March 10, 2026
Last updated: March 16, 2026
Reviewed by Jinwen Liu, Esq.
Last reviewed: March 16, 2026
March 12th, 2026. 6:47 PM Pacific. Your phone lights up with a WeChat message from your immigration group — three words: "排期出来了." (The bulletin is out.)
Within minutes, the screenshots start flying. Someone in the group already ran the numbers. "EB-1前进了一个月!" "EB-2还是没动." Your heart skips a beat. You scroll faster. You have been waiting for this moment for — how long now? Two years? Three? You cannot quite remember when you first submitted your priority date, but you remember the feeling: the hope mixed with the quiet dread that maybe, just maybe, the line would never move fast enough.
This is the ritual every month for hundreds of thousands of China-born employment-based applicants in the United States. The bulletin drops. The group chats explode. Then comes the inevitable question, usually whispered: "Did anything actually change for me?"
The short answer: yes. But not all movement is created equal.
What actually changed in March 2026
Let us cut through the noise. Based on the March 2026 Visa Bulletin and USCIS filing chart guidance released this week, here is what matters most for China-born employment-based applicants:
- EB-1 China moved forward — modestly, but meaningfully.

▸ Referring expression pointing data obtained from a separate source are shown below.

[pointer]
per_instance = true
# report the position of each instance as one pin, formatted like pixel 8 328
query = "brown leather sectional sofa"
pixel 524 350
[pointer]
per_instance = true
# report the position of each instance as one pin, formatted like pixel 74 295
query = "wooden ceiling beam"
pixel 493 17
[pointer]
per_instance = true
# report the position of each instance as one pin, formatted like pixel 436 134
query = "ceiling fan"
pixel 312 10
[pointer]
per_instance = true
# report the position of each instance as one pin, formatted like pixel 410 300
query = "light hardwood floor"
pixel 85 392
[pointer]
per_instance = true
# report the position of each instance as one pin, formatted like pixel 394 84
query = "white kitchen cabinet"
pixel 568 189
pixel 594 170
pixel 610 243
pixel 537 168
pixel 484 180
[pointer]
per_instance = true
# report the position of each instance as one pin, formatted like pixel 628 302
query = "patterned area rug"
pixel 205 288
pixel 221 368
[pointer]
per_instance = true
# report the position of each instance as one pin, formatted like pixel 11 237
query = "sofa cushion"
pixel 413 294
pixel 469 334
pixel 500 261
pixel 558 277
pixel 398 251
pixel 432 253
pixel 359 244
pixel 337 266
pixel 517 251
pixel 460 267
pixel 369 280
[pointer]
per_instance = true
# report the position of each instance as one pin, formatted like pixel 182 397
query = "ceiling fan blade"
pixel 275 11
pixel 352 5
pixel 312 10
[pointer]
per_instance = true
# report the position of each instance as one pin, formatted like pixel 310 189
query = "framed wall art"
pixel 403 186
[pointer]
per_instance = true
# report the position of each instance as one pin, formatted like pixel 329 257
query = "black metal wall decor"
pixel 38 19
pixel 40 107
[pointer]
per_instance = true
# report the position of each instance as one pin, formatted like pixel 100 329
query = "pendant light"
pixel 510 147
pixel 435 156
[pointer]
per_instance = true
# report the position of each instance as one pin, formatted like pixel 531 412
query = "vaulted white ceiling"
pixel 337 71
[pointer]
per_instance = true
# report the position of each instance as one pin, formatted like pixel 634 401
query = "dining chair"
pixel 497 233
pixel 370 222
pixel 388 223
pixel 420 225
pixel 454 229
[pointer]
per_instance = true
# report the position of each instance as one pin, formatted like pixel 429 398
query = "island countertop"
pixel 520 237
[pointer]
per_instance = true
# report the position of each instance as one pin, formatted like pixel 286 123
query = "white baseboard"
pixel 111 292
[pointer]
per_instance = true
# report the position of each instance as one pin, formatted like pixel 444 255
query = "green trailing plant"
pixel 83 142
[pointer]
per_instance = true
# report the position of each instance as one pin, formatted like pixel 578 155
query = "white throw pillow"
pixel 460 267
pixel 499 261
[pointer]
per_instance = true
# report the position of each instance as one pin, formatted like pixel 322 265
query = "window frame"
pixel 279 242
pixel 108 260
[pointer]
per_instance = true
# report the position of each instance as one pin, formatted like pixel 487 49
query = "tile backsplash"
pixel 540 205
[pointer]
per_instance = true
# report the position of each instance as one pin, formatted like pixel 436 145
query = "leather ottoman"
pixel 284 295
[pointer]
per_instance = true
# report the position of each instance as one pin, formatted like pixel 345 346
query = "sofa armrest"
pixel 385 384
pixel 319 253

- EB-2 China remained essentially frozen, with little to no relief in sight.
That is the headline. But the real story is more nuanced — because how you read this bulletin depends entirely on which side of the line you stand.
Why EB-1 movement matters more than people think
If you are in EB-1 China — or close to it — this bulletin deserves your full attention. Even modest forward movement can open a window that was previously shut.
Here is what most people miss: timing matters almost as much as eligibility. We have seen it happen again and again. A client with a strong EB-1 case — published research, managerial experience, the whole package — loses momentum not because their case was weak, but because they started organizing their documents too late. The bulletin moves. The filing window opens. And there they are, scrambling to gather employment letters and dependency records at 11 PM on a Tuesday.